Jean-François Laguionie’s The Painting is heavy-handed, but within reason, since the veteran French animator is making a children’s film about prejudice and religious faith, subjects that don’t lend themselves to subtlety. In The Painting, Laguionie and screenwriter Anik Le Ray tell the story of Lola and Ramo, two painted figures fed up with the rigid caste system on their unfinished canvas, where the completed “Alldunns” lord it over the less-defined “Halfies,” while everybody’s revolted by the “Sketchies.” Alongside a resentful Sketchie named Quill, Lola and Ramo make their way to the edge of their artwork—past the giant flowers that are rumored to swallow up little painted people—and push through to The Painter’s studio, where they enter other canvasses and learn about the larger world of their creator’s imagination. They discover war, lust, vanity, history, whimsy, terror, and abstraction. And all the while, they ask: Why did The Painter make us? What does he think of us? Are we actually equal in his eyes?
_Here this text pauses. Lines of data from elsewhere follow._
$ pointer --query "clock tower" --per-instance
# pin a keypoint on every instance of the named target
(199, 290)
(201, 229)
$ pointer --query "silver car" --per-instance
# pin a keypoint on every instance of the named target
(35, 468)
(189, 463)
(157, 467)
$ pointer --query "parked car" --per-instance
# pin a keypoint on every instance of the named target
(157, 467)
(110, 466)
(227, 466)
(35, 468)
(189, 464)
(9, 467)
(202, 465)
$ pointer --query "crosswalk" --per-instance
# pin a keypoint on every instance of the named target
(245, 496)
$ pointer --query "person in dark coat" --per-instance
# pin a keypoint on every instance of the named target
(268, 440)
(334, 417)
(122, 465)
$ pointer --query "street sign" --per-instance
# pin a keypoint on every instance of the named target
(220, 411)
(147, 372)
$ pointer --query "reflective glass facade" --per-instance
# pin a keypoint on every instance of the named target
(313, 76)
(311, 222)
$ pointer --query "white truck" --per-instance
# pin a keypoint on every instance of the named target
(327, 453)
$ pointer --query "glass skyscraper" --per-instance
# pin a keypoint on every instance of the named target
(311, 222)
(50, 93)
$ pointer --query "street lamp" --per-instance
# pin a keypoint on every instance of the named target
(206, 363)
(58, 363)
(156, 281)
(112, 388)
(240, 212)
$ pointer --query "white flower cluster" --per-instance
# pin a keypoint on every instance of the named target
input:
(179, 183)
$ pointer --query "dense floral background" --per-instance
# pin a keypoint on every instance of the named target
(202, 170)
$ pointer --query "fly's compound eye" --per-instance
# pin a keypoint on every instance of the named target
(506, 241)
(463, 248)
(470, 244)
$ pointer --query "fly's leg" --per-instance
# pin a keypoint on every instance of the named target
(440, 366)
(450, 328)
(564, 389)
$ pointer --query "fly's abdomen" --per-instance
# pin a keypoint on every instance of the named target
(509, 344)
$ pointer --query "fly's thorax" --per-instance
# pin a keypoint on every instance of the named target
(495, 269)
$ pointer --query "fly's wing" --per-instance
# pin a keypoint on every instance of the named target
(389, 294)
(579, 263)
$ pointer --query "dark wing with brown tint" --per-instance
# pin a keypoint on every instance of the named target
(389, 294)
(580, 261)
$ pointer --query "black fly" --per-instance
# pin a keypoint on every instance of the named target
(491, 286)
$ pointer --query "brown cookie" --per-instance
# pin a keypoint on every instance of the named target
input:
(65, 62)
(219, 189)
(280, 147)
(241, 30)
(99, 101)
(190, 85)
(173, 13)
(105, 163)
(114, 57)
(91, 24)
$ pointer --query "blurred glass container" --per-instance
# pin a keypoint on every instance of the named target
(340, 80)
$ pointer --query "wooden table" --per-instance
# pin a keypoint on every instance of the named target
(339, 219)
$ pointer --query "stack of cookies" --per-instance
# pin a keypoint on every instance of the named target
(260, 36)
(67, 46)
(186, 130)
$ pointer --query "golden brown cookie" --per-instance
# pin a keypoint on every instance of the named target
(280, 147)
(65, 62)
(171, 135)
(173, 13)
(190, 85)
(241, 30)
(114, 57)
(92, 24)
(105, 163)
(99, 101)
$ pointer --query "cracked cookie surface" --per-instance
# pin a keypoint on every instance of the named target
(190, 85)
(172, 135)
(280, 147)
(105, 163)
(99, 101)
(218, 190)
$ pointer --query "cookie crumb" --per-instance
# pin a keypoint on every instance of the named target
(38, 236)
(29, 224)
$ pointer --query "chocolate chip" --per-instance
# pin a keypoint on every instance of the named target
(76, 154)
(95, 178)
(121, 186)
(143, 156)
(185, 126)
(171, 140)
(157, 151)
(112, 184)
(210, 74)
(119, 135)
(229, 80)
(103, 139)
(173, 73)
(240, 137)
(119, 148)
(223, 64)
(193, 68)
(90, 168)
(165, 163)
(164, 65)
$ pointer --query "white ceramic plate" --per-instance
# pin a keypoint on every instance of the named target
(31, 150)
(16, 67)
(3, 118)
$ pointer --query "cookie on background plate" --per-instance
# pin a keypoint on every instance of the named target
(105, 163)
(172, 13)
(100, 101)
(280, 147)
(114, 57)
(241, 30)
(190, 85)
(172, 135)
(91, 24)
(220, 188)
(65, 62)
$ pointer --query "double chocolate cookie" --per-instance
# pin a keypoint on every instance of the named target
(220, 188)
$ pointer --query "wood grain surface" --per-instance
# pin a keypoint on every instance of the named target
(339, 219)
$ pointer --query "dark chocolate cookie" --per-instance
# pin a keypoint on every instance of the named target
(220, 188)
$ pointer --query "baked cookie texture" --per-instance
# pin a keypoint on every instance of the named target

The Painting may be too mature for younger kids, because of some nudity (of the sort found in museums), and because the main characters’ concerns are fairly esoteric and adult. But The Painting may also be too simple for grown-ups, with its Sneetches-like depiction of bigotry, and its one-dimensional characters pondering why their creator has abandoned them. But for those able to overlook the obviousness, The Painting is both beautiful and affecting. As Lola and Ramo talk to characters from other paintings, and pick up some fellow travelers, they become invested in the story of their Painter, who left behind a studio full of photos and sketches of people he may have known and loved, along with a room full of slashed canvases that seems to indicate some profound heartbreak. The half-complete heroes also begin to realize that with a splash of color, they have the power to create themselves, any way they’d like to be.
At its best, The Painting embraces the mystery—not just of what happened to The Painter, but of what makes a piece of art “finished.” Once Lola and Ramo leave the obnoxious Alldunns behind, The Painting becomes much livelier and more varied, with visits to a self-portrait instilled with The Painter’s self-hatred, and a forger who represents another aspect of the art world: the thieves and the hacks. It all builds to a moment when the animated Lola ventures out of the studio and onto a grassy live-action beach, to have a talk with her maker about the different layers of representationalism, and whether they stop with the man holding the brush, or extend out beyond even him. Pretentious? Sure. But when combined with Laguionie’s colorful, painterly animation, the question is suffused with powerful import.
In addition to the (highly recommended) option to watch the film in the original French, GKids’ DVD/Blu-ray combo-pack includes a slideshow of Laguionie’s concept art, along with a half-hour featurette in which Laguionie walks viewers through those sketches, talking about the challenge of matching the characters as he imagined them with body types, wardrobe, and environments that wouldn’t distract the viewer. The featurette also gets into the technical aspects of animating on computers, through conversations with Laguionie’s team of artists and engineers. Of particular fascination is how they shot the big finish, where Lola meets her creator in the real world. It’s astonishing, what it takes to fill an empty space with the illusion of life.